Citizen Data Scientists: 7 Ways To Harness Talent
A new role is emerging to deal with the ongoing shortage of data scientists. Learn more about these new power users and find out how organizations can cultivate more of them.
![](https://eu-images.contentstack.com/v3/assets/blt69509c9116440be8/blt475b40c038a49b16/64cb55d79e1e49c92757c974/1-gangster-539993_1280.jpg?width=700&auto=webp&quality=80&disable=upscale)
The worldwide shortage of data scientists won't end anytime soon. To try to compensate for the shortage, data discovery solutions are automating tasks that have traditionally been done manually by a data scientist, statistician, or other analytics expert. The confluence of trends is giving rise to a new role that Gartner calls a "citizen data scientist."
A recent Gartner report defines a citizen data scientist as "a person who creates or generates models that leverage predictive or prescriptive analytics but whose primary job function is outside of the field of statistics and analytics." It could be a line-of-business role, a business analyst, or a member of the business intelligence or IT team. The defining trait is that statistics and analytics are secondary in the role.
Not everyone in an organization will become a citizen data scientist -- at least by Gartner's definition. By that standard citizen data scientists are power users. The new role does not threaten those of data scientists, data analysts, or business analysts; it complements them. And in fact, citizen data scientists necessarily have to work with other roles to derive the most value from analytics.
Like anyone else in an organization, citizen data scientists need the right technology to do their jobs. In this case, that's one of data-discovery offerings that automate parts of complex processes such as data preparation and pattern identification.
[Read about the challenges of data misinterpretation.]
As advanced analytics capabilities become available to more people, companies will have to ensure they have the governance in place to make it work, which includes software enforcement of governance policies. According to Gartner, by 2018 the multiple styles of data discovery available today -- smart, governed, Hadoop-based, search-based, visual-based, and graph-based -- will converge as their unique capabilities become requirements. And the convergence is already under way.
Click through the following pages to learn seven ways companies can prepare for the coming wave of citizen data scientists.
Organizations are becoming more agile. To accomplish this, they need to automate certain tasks and processes that have historically been done manually. With automation, organizations are able to achieve dramatically higher levels of scale and speed. And, in the case of data-discovery platforms and solutions, the automation can lead to insights that might not have been uncovered otherwise.

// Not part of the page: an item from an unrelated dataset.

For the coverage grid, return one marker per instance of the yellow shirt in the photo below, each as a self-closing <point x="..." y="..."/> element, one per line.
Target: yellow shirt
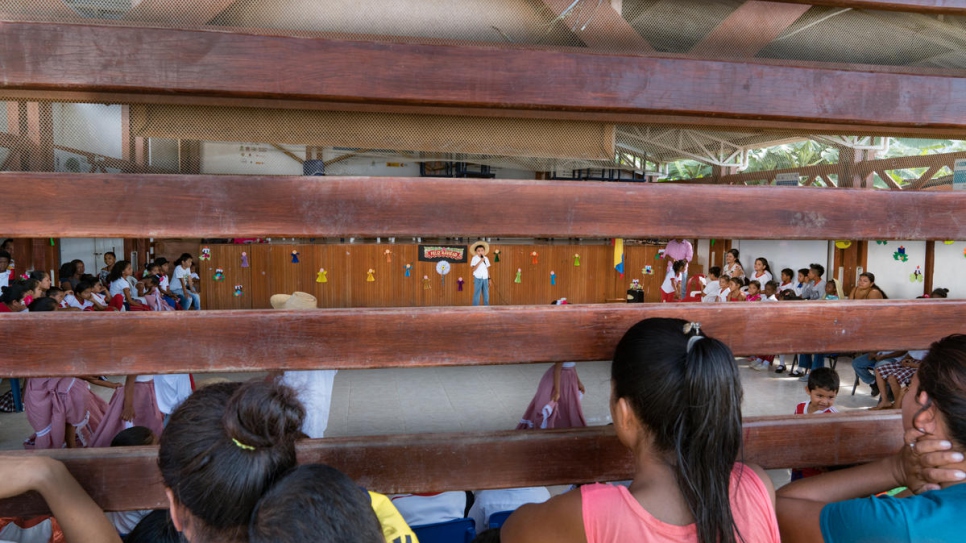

"We're seeing the beginning of automation in each of the components. As we discussed in the report, there are a number of specialist vendors focusing on the data preparation, automating the pattern detection, and [enabling the use of] natural language. Some others are beginning to offer pieces of all of them," Rita Sallam, a research VP at Gartner, said in an interview. "I think we have the beginning of a next-generation set of capabilities."

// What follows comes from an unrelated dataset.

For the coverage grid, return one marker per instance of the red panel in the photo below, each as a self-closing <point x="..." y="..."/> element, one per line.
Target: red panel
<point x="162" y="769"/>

Automation does not completely remove humans from the equation, however. It speeds and simplifies what has historically been time-consuming and difficult.
"I don't think you'll ever fully automate the job of an analyst, but what you'll be able to do is automate enough on the data preparation side of things [to improve] the time, cost, and accuracy of preparing your data, which is a big problem for data discovery," Sallam said. "As we can automate finding patterns more, we'll reduce the time it takes to build a production-grade model, so, to the extent we can automate some of the exploration, data scientists can find things that are significant."
Universities are expanding their data science and analytics programs to better align with what's happening in the real world. They're offering new executive education programs, MBA classes, and undergraduate classes aimed at people whose career focus is not primarily data science, machine learning, or statistics. The primary goal is to educate business leaders and line-of-business managers so they can use data and work with data science teams more effectively.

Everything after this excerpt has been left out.